Wednesday, May 4, 2016

Adventures in the U.P.

We have now been at Far Shore, our little log cabin on the beach of Lake Superior in the western Upper Peninsula of Michigan, for 24 hours. We have learned two things.

First, we had wondered how the restaurants and sole supermarket in the town called Porcupine City in my mystery novels would receive Trooper, my little hearing service dog. Would he get the stink eye from people who didn’t think he should be allowed in places where food is handled? Would I have to spend a lot of time educating dyed-in-the-wool conservative Yoopers about service dogs and the Americans with Disabilities Act?

When she laid eyes on Trooper, a waitress at Syl’s, the country cafe called Merle’s in the novels, said it for everybody: “Oh, what a precious darling!”

Her smile lit up the room.

At Pat’s IGA Supermarket, the checkers and stock people turned and grinned just as widely. So did the hangers-on at Connie’s, my coffee shop of choice.

Even the town Nazi, a white supremacist who contributes anti-Semitic screeds to the Internet, beamed when he arrived at Connie’s just as we were leaving.

I needn’t have worried. The people of this small town in the middle of nowhere seem to know all about service dogs.

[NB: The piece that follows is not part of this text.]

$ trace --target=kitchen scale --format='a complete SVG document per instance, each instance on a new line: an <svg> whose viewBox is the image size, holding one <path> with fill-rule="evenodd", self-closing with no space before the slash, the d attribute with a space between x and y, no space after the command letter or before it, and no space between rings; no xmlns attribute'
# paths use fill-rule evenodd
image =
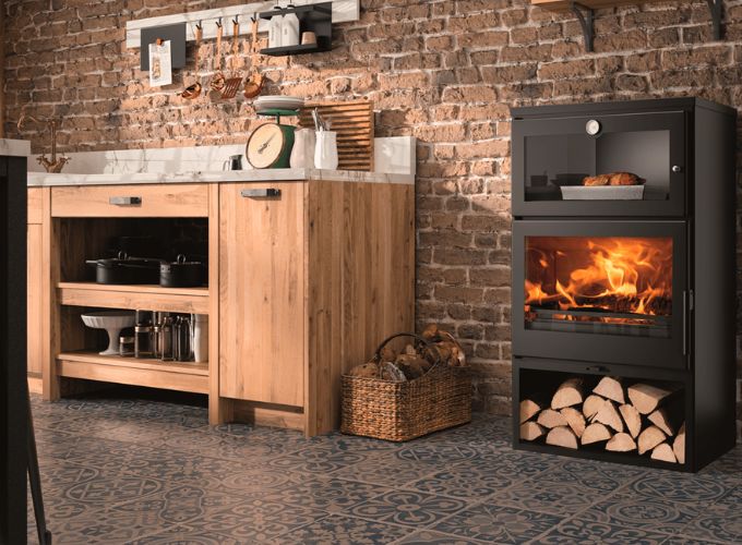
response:
<svg viewBox="0 0 742 545"><path fill-rule="evenodd" d="M280 118L297 117L299 110L270 108L258 114L276 118L276 121L264 123L252 132L244 152L248 162L255 169L288 168L296 126L280 124Z"/></svg>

They even asked if they could pet him, or if he was working and they shouldn’t.

“Pet him,” I said.

The second thing: Never assume the cabin has been completely scoured of rat poison. This morning Debby lifted up a pillow on the sofa and found a handful of D-Con underneath. Trooper had been lounging there.

Our caretakers had placed the poison after our departure ast fall, months before we learned Trooper was coming to live with us. They had simply forgotten about it during the spring cleanup.

We doubted Trooper had gotten into the poison, but we couldn’t be sure.

We called the vet, knowing what he would say, because we’d gone through the same thing just two months ago: “Take no chances. Put him on a regimen of Vitamin K-1 for thirty days and get a blood test afterward.”

And so we did. Lesson learned. Again.